Again for the curi­ous, here’s what the script looks like:

#!/bin/bash

# Pull Database
#
# Pull remote database down from a remote and restore it to to local
#
# @author    nystudio107
# @copyright Copyright (c) 2017 nystudio107
# @link      https://nystudio107.com/
# @package   craft-scripts
# @since     1.1.0
# @license   MIT

# Get the directory of the currently executing script
DIR="$(dirname "${BASH_SOURCE[0]}")"

# Include files
INCLUDE_FILES=(
            "common/defaults.sh"
            ".env.sh"
            "common/common_env.sh"
            "common/common_db.sh"
            )
for INCLUDE_FILE in "${INCLUDE_FILES[@]}"
do
    if [ -f "${DIR}/${INCLUDE_FILE}" ]
    then
        source "${DIR}/${INCLUDE_FILE}"
    else
        echo 'File "${DIR}/${INCLUDE_FILE}" is missing, aborting.'
        exit 1
    fi
done

# Temporary db dump path (remote & local)
TMP_DB_PATH="/tmp/${REMOTE_DB_NAME}-db-dump-$(date '+%Y%m%d').sql"
BACKUP_DB_PATH="/tmp/${LOCAL_DB_NAME}-db-backup-$(date '+%Y%m%d').sql"

# Get the remote db dump
ssh $REMOTE_SSH_LOGIN -p $REMOTE_SSH_PORT "$REMOTE_MYSQLDUMP_CMD $REMOTE_DB_CREDS $MYSQLDUMP_SCHEMA_ARGS > '$TMP_DB_PATH' ; $REMOTE_MYSQLDUMP_CMD $REMOTE_DB_CREDS $MYSQLDUMP_DATA_ARGS >> '$TMP_DB_PATH' ; gzip -f '$TMP_DB_PATH'"
scp -P $REMOTE_SSH_PORT -- $REMOTE_SSH_LOGIN:"${TMP_DB_PATH}.gz" "${TMP_DB_PATH}.gz"

# Backup the local db
$LOCAL_MYSQLDUMP_CMD $LOCAL_DB_CREDS $MYSQLDUMP_SCHEMA_ARGS > "$BACKUP_DB_PATH"
$LOCAL_MYSQLDUMP_CMD $LOCAL_DB_CREDS $MYSQLDUMP_DATA_ARGS >> "$BACKUP_DB_PATH"
gzip -f "$BACKUP_DB_PATH"
echo "*** Backed up local database to ${BACKUP_DB_PATH}.gz"

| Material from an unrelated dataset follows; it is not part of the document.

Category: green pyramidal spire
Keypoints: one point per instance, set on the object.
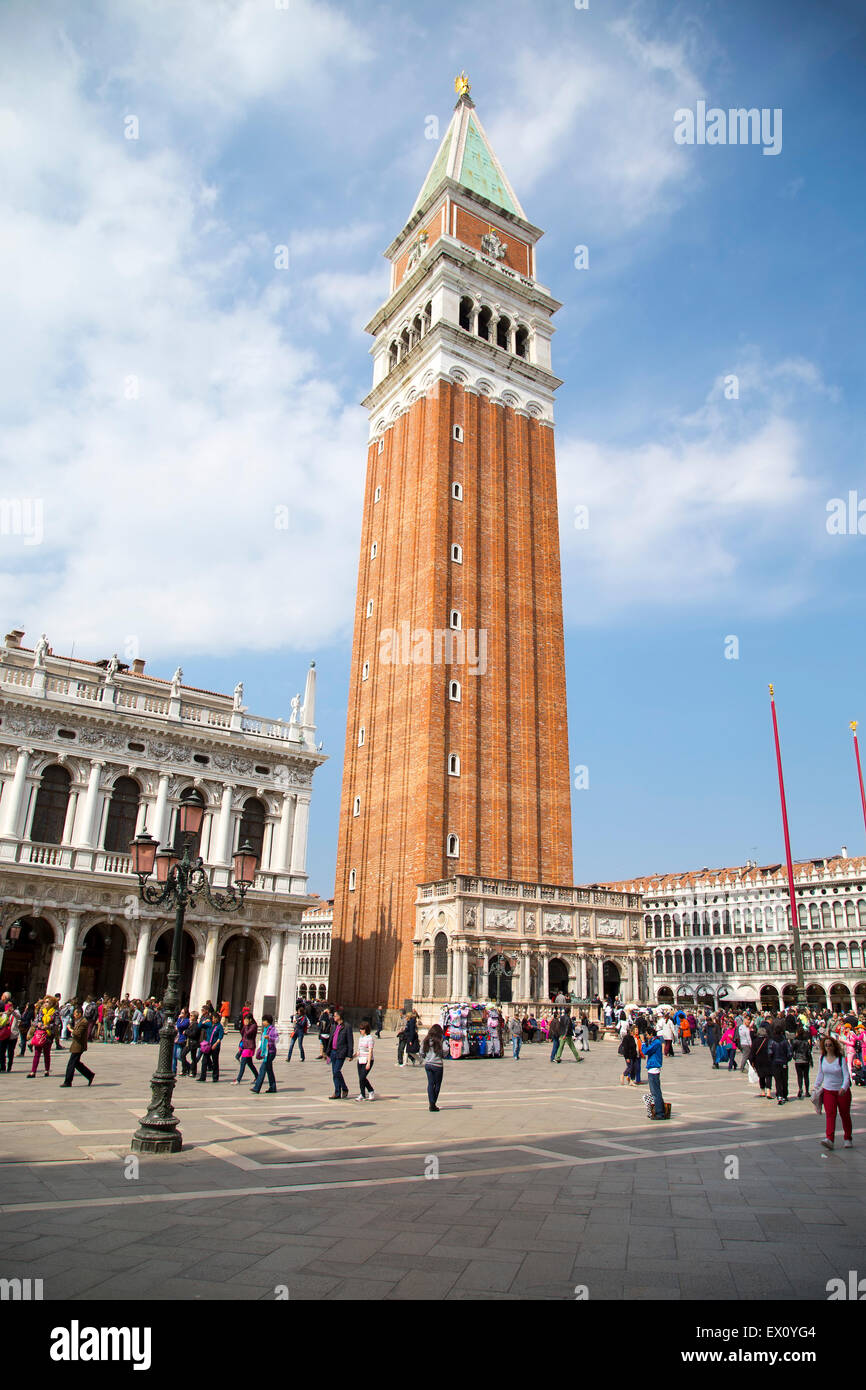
(467, 157)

# Restore the local db from the remote db dump
zcat "${TMP_DB_PATH}.gz" | $LOCAL_MYSQL_CMD $LOCAL_DB_CREDS
echo "*** Restored local database from ${TMP_DB_PATH}.gz"

# Normal exit
exit 0

What it does is it sshs into your remote serv­er, then it dumps the data­base to /tmp using mysqldump, then it uses scp to copy the data­base dump down, backs up the local data­base to /tmp and final­ly it restores the data­base in the local envi­ron­ment by pip­ing it into mysql. The data­base dumps are all time­stamped as well.

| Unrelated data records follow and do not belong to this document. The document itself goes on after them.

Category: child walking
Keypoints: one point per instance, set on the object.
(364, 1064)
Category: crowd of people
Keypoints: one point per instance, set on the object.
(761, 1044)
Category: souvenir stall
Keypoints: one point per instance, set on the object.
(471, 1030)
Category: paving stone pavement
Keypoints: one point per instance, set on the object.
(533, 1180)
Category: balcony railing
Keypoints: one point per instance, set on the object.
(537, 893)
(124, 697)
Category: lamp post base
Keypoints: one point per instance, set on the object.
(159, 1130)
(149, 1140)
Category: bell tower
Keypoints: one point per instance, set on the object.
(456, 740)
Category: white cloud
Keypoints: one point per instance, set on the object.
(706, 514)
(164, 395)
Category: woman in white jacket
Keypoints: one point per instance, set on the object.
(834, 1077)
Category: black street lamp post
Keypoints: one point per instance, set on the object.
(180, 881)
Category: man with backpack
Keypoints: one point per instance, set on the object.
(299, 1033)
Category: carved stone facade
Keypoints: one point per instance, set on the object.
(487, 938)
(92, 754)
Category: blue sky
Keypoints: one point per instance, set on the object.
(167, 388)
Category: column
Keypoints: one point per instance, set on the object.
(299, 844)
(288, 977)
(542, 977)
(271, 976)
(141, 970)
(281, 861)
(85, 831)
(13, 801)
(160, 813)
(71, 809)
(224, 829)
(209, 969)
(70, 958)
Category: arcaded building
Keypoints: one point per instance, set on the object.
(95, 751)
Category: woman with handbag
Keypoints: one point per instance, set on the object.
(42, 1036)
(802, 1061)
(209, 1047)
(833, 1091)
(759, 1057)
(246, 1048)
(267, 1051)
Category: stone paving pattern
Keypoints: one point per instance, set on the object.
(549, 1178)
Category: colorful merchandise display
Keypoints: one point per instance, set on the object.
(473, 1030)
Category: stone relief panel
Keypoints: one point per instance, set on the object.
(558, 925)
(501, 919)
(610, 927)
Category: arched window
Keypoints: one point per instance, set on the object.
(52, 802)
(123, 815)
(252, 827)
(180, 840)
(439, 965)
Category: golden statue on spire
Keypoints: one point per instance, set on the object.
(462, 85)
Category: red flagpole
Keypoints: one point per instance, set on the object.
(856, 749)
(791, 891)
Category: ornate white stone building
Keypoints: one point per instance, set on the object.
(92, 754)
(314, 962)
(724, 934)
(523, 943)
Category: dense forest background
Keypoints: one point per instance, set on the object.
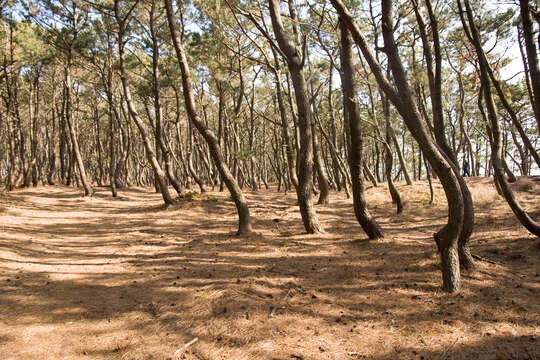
(311, 95)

If you’re using mysql 5.6 or lat­er, you’ll note the warn­ing from mysql (this is not an issue if you’re using Mari­aDB):

mysql: [Warning] Using a password on the command line interface can be insecure.

What the craft-scripts is doing isn’t any less secure than if you typed it on the com­mand line your­self; every­thing sent over the wire is always encrypt­ed via ssh. How­ev­er, you can set up login-path to store your cre­den­tials in an encrypt­ed file as per the Pass­word­less authen­ti­ca­tion using mysql_​config_​editor with MySQL 5.6 article.

If you set LOCAL_DB_LOGIN_PATH or REMOTE_DB_LOGIN_PATH it will use --login-path= for your db cre­den­tials on the respec­tive envi­ron­ments instead of send­ing them in via the com­mand line.

For exam­ple, for my local dev setup:

    mysql_config_editor set --login-path=localdev --user=homestead --host=localhost --port=3306 --password

…and then enter the pass­word for that user. And then in the .env.sh I set it to:

    LOCAL_DB_LOGIN_PATH="localdev"

…and it will use my stored, encrypt­ed cre­den­tials instead of pass­ing them in via com­mand line. You can also set this up on your remote serv­er, and then set it via REMOTE_DB_LOGIN_PATH

Link Sync Away!

Note that since the craft-scripts use a .env.sh for all of their con­fig­u­ra­tion, you can use the same scripts to sync from any envi­ron­ment to any environment.

Just set up a .env.sh on local dev, and you can sync to local dev from staging or live pro­duc­tion. Set up a .env.sh on live pro­duc­tion, and you can use these same scripts, the same way, to sync to live pro­duc­tion from staging.

That’s it… now kick back and sync in style.